Humans take a back seat, robots take over at Hen Na Hotel

By on August 7, 2015

 

At the entryway, hotel guests are greeted by a bowing robot and over at the reception desk are a Japanese-speaking female humanoid with lashes that blink and a savage-looking dinosaur that speaks Japanese and English. The aptly named Henn na (quirky) hotel opened on July 17 inside the Huis Ten Bosch, a popular amusement park in Sasebo, Nagasaki, that houses the Hollanda mura (Holland Village).

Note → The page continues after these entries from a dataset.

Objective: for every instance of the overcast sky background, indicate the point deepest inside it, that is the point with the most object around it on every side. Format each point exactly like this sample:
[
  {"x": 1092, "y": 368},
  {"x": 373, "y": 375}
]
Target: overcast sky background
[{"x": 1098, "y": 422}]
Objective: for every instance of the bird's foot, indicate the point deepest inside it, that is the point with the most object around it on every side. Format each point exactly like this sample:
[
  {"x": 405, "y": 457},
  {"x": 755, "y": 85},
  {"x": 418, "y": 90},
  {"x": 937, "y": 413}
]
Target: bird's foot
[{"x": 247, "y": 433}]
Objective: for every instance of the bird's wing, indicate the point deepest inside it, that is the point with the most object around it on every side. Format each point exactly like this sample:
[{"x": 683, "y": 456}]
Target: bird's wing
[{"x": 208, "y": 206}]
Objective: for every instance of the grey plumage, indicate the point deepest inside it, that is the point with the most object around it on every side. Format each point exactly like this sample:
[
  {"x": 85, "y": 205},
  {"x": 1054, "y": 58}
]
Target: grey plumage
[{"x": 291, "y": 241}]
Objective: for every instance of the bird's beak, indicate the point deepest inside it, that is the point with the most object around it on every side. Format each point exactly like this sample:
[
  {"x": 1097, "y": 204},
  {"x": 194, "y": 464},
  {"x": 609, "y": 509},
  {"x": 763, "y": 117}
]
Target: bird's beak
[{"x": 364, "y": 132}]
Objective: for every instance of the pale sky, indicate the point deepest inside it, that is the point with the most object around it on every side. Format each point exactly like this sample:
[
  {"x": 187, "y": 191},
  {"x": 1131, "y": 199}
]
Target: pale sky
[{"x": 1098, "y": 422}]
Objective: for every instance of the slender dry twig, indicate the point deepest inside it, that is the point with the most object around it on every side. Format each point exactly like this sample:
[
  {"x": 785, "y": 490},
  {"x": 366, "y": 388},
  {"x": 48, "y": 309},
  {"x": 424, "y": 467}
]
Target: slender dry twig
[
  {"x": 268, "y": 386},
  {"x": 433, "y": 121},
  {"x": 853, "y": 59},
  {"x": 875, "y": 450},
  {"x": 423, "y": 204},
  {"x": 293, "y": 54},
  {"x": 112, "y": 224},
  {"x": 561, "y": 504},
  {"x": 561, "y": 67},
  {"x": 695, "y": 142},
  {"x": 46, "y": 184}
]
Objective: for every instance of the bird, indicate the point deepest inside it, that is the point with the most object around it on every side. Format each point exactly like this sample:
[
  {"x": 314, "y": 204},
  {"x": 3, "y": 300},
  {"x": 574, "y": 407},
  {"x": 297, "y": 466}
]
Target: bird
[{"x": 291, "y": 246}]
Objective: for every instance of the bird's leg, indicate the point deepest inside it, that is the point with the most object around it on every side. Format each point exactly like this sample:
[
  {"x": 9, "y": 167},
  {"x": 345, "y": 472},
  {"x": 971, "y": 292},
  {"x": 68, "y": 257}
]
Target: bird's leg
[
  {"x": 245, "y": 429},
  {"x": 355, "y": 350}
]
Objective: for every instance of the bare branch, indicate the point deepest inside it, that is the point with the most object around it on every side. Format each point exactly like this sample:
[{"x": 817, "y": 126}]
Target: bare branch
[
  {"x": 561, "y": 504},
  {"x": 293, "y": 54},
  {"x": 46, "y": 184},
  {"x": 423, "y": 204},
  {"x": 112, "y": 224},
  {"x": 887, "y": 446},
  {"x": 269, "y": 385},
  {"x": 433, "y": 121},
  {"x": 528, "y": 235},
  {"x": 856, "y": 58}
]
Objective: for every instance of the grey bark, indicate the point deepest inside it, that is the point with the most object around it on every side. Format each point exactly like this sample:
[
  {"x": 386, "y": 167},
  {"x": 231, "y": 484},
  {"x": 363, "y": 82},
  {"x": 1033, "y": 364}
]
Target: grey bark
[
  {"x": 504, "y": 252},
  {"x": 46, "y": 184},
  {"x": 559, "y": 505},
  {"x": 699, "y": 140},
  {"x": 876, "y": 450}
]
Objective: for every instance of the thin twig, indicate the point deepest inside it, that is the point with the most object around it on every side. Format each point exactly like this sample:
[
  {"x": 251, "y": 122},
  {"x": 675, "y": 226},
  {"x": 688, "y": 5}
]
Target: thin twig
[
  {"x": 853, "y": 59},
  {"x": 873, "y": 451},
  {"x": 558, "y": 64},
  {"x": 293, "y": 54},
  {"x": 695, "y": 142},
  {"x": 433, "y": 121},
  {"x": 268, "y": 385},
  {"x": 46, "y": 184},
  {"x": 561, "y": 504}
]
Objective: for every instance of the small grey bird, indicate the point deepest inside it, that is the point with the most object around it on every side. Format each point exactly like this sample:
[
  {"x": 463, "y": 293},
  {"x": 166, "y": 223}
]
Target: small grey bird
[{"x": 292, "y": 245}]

Hotel guests are not given room keys. Instead, it uses facial recognition technology by registering the digital image of the guest’s face during check-in. “Robots are not good at finding keys, if people happen to lose them,” explains Hideo Sawada who operates the hotel. If guests want to deposit some items or personal belongings for safekeeping, a giant robotic arm will take and lift one of the immaculate white boxes stacked into the wall inside the cloak room and put it out through an open glass space for the guest to use.

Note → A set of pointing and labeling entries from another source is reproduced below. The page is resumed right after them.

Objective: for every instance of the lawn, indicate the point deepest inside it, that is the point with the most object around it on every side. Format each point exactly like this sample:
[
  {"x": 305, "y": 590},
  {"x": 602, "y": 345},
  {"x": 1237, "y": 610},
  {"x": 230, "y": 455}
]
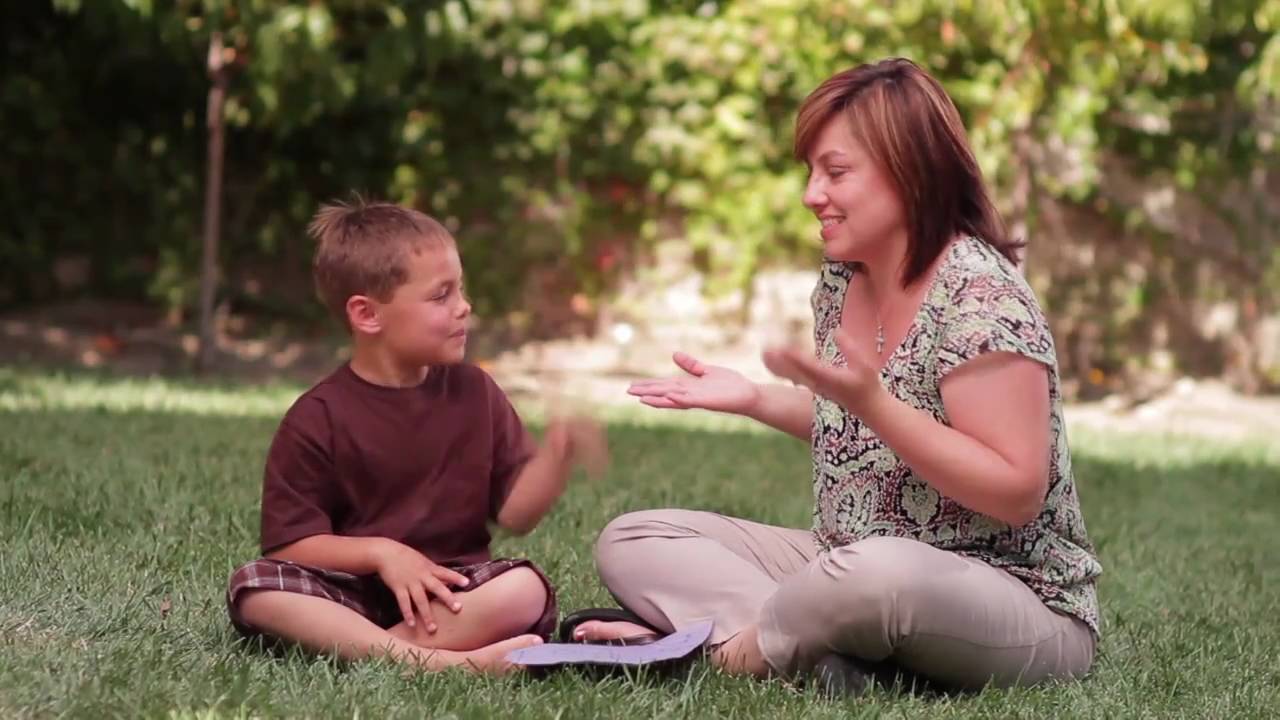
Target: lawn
[{"x": 126, "y": 504}]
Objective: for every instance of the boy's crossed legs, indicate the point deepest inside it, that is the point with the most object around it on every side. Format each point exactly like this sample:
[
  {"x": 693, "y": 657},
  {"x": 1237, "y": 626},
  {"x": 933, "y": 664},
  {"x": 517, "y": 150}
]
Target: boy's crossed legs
[{"x": 507, "y": 606}]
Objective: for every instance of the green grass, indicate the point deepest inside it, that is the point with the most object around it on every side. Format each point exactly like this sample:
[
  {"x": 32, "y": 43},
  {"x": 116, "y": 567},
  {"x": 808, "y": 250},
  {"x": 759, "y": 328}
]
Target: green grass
[{"x": 126, "y": 504}]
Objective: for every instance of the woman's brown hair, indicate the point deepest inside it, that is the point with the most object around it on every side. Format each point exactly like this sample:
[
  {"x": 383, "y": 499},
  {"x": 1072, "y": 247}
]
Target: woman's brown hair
[{"x": 909, "y": 126}]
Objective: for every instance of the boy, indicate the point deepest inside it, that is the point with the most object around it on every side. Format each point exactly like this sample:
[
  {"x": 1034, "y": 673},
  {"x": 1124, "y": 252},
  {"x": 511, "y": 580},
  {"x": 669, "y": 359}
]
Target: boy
[{"x": 380, "y": 479}]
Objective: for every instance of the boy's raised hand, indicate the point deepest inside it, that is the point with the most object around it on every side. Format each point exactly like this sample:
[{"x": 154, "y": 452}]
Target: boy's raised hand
[
  {"x": 414, "y": 579},
  {"x": 579, "y": 440}
]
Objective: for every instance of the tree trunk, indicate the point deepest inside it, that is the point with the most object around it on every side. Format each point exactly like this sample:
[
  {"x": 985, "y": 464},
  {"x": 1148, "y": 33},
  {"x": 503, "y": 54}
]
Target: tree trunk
[{"x": 213, "y": 203}]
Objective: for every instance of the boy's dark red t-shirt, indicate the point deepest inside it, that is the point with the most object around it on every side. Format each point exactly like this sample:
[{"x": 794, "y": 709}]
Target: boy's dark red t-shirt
[{"x": 428, "y": 466}]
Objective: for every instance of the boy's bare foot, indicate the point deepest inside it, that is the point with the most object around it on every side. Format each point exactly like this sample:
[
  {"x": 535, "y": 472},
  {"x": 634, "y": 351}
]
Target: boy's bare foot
[
  {"x": 490, "y": 659},
  {"x": 599, "y": 630}
]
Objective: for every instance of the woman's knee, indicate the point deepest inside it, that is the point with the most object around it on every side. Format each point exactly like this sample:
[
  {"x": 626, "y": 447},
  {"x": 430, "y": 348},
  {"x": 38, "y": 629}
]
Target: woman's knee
[
  {"x": 617, "y": 536},
  {"x": 877, "y": 579}
]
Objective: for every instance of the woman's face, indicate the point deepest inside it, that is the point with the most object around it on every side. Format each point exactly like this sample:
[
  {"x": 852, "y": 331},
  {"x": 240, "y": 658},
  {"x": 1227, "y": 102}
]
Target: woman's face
[{"x": 853, "y": 197}]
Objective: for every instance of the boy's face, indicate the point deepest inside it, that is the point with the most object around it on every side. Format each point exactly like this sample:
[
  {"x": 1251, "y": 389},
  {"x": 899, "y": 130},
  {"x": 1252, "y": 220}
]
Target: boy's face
[{"x": 425, "y": 322}]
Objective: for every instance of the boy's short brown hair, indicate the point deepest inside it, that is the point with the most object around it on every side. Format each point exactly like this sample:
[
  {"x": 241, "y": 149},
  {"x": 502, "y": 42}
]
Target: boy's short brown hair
[{"x": 362, "y": 247}]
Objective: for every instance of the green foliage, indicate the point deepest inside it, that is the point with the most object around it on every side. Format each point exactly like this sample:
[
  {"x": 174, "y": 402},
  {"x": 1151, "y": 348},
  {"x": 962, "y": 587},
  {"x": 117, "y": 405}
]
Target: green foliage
[{"x": 556, "y": 133}]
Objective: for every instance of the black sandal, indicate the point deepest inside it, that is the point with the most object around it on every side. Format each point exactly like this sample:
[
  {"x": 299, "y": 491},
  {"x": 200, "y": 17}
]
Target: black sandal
[{"x": 606, "y": 615}]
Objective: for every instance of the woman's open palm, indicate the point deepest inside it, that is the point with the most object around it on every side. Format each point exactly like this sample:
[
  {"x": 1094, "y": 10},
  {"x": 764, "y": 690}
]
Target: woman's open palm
[{"x": 707, "y": 387}]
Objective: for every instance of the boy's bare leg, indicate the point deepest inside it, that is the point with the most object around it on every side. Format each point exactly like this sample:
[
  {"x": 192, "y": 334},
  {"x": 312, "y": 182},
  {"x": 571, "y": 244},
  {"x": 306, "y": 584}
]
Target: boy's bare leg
[
  {"x": 503, "y": 607},
  {"x": 323, "y": 625}
]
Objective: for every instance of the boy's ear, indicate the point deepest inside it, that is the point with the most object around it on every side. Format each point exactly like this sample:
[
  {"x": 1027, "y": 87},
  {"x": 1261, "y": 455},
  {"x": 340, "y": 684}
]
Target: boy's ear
[{"x": 362, "y": 314}]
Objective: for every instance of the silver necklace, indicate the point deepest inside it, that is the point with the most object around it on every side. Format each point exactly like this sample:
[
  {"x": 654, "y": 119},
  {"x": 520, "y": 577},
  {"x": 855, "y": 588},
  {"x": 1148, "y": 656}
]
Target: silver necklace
[{"x": 880, "y": 335}]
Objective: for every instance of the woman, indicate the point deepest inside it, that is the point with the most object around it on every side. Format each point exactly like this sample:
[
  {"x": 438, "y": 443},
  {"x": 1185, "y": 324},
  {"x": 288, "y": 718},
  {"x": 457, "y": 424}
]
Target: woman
[{"x": 946, "y": 540}]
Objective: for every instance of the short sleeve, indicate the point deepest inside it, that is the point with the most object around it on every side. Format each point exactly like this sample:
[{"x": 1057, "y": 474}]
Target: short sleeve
[
  {"x": 512, "y": 446},
  {"x": 992, "y": 314},
  {"x": 298, "y": 483}
]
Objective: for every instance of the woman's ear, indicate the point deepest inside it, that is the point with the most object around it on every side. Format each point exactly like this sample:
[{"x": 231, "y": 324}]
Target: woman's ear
[{"x": 362, "y": 315}]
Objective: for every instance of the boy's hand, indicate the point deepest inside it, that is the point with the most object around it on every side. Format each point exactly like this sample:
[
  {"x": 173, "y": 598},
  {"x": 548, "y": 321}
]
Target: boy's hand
[
  {"x": 414, "y": 579},
  {"x": 579, "y": 440}
]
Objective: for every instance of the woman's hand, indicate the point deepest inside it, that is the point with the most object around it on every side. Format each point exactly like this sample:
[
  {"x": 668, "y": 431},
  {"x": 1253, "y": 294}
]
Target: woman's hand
[
  {"x": 851, "y": 386},
  {"x": 707, "y": 387}
]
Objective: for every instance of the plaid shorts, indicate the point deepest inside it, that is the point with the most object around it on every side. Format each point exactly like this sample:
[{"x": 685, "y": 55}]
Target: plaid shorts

Sawada, in a press brief, demonstrated a drone that delivers snack jars. “Staffing the hotel with robots is no marketing gimmickry but an effort to highlight innovation and cut costs,” says Sawada. Accommodation at Henn na Hotel starts at 9,000 yen which is about three times cheaper than standard hotel rates in Japan. There is no light switch inside the rooms but a lamp-size talking robot located on top of the night table called “Tuly” will do it for you. Tuly can also answer simple questions that Siri does,  like “What’s the weather today?”